Abstract.
BACKGROUND: Body composition is a key metric for assessing nutrition in preterm infants. In many neonatal intensive care units body composition is estimated using anthropometric indices which mathematically combine body weight and length. However, the accuracy of these indices is unknown in preterm infants. In contrast, air-displacement plethysmography (ADP) has been shown to accurately measure neonatal fat mass, but it is not widely available.

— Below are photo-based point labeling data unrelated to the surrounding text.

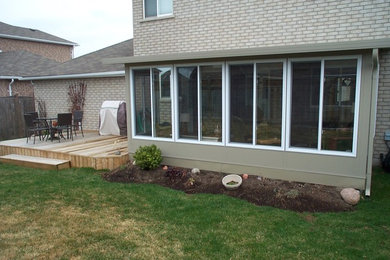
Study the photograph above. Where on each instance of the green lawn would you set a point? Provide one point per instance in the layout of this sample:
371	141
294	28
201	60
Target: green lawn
75	214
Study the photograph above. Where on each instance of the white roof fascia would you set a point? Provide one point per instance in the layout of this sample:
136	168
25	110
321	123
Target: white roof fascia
35	39
10	77
78	76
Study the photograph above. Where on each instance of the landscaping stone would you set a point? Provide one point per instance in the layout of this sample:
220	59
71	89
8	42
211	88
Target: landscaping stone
350	195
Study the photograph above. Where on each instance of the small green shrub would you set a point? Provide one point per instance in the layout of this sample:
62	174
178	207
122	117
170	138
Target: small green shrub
148	157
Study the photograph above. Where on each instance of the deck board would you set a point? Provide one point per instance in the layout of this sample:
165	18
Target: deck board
98	152
35	162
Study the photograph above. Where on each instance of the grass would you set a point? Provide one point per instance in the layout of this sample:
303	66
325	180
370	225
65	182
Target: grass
74	214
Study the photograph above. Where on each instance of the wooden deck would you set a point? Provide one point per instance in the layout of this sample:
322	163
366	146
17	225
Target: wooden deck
92	150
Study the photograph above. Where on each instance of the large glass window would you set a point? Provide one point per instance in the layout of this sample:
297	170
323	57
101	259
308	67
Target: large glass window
211	93
314	110
305	90
157	7
142	98
187	85
241	103
269	93
339	105
152	118
162	107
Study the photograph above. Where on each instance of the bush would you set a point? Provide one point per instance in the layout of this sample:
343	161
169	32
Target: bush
148	157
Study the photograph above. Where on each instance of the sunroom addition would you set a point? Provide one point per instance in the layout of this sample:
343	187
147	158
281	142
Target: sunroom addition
303	105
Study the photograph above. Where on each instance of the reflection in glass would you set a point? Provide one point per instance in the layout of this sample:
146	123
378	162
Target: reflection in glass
269	84
150	8
305	104
241	103
165	6
188	102
162	107
211	89
339	105
143	119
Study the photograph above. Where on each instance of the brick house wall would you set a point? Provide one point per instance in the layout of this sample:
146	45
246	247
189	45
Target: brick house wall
55	95
21	88
57	52
216	25
383	106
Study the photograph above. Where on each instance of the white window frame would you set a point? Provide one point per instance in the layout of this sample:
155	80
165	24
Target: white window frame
253	145
133	117
199	108
286	105
157	9
318	150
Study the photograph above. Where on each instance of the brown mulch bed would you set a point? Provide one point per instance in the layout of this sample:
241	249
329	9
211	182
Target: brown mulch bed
296	196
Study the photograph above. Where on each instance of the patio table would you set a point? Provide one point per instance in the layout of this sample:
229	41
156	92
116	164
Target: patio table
48	121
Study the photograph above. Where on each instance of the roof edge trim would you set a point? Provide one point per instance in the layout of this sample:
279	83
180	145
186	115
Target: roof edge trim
36	39
10	77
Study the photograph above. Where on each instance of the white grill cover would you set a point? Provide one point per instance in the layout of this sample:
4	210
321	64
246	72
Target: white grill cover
108	118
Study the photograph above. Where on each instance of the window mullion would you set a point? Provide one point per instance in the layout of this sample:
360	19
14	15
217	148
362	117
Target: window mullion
199	105
151	102
254	125
288	105
321	105
284	107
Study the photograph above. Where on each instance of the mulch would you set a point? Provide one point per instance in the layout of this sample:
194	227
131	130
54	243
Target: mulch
261	191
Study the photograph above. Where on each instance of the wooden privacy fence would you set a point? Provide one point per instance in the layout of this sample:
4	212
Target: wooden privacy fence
12	111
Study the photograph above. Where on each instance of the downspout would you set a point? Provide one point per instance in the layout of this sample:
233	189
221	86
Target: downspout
10	87
371	134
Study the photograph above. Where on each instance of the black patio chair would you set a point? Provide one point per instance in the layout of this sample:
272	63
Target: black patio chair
78	121
64	123
33	128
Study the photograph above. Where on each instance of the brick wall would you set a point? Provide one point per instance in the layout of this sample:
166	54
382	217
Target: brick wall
21	88
60	53
54	93
213	25
383	106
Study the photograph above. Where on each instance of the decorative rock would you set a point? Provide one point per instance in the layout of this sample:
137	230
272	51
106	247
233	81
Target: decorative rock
195	170
350	195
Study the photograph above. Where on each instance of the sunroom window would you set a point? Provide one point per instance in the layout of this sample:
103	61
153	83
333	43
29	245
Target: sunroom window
256	121
298	105
200	102
153	114
155	8
323	112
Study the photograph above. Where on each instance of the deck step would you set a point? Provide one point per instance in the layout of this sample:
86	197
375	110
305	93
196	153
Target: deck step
35	162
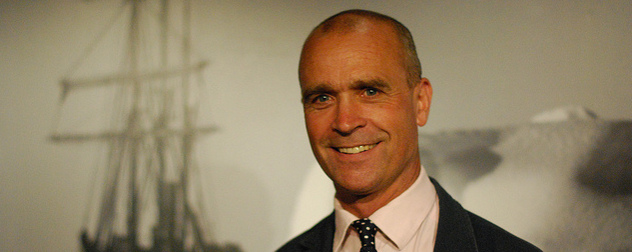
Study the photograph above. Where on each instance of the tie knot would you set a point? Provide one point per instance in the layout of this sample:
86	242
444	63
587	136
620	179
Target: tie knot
366	230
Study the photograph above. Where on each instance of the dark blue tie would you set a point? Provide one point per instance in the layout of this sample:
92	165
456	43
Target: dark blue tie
366	230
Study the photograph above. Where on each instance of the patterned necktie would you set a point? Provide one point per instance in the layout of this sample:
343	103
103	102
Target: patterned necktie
366	230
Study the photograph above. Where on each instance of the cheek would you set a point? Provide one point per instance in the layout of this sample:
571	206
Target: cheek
314	125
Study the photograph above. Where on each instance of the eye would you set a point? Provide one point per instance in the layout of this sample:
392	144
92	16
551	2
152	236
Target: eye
371	91
321	98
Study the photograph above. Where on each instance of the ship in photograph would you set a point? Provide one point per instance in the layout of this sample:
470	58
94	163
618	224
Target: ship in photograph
148	196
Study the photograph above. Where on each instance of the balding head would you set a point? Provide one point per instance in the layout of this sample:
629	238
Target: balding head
351	21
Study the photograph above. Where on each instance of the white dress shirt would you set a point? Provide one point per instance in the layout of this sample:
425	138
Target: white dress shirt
407	223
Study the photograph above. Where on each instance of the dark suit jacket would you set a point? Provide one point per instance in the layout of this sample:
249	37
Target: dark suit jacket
459	230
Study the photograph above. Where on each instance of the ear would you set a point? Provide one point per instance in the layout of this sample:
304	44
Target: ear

OBJECTIVE: The aim was to determine which anthropometric index is most correlated to infant fat mass, as determined by ADP. DESIGN: We performed a retrospective observational study, comparing ADP-determined percent body fat at 366 time points for 239 preterm infants (born <32 weeks), with simultaneous weight and length measurements. Non-linear regression was performed to determine the best fit anthropometric index to the body fat percentage as determined by ADP. Our non-linear regression model, % fat = AxwtαxLβ, is the generalization of the most common anthropometric indices (BMI, ponderal index, etc.).
RESULTS: The best-fit regression formula most closely matched the formula for BMI. However, the regression explained only 51% of variability seen in body fat percentage at post-menstrual age <50 weeks, and 16% of variation seen at 50 weeks or greater.
CONCLUSION: Even optimal formulas relating weight and length to body fat percentage predict only a fraction of the variation seen in body composition, especially beyond 50 weeks. BMI was the anthropometric index most predictive of body fat percentage, but still has limited accuracy.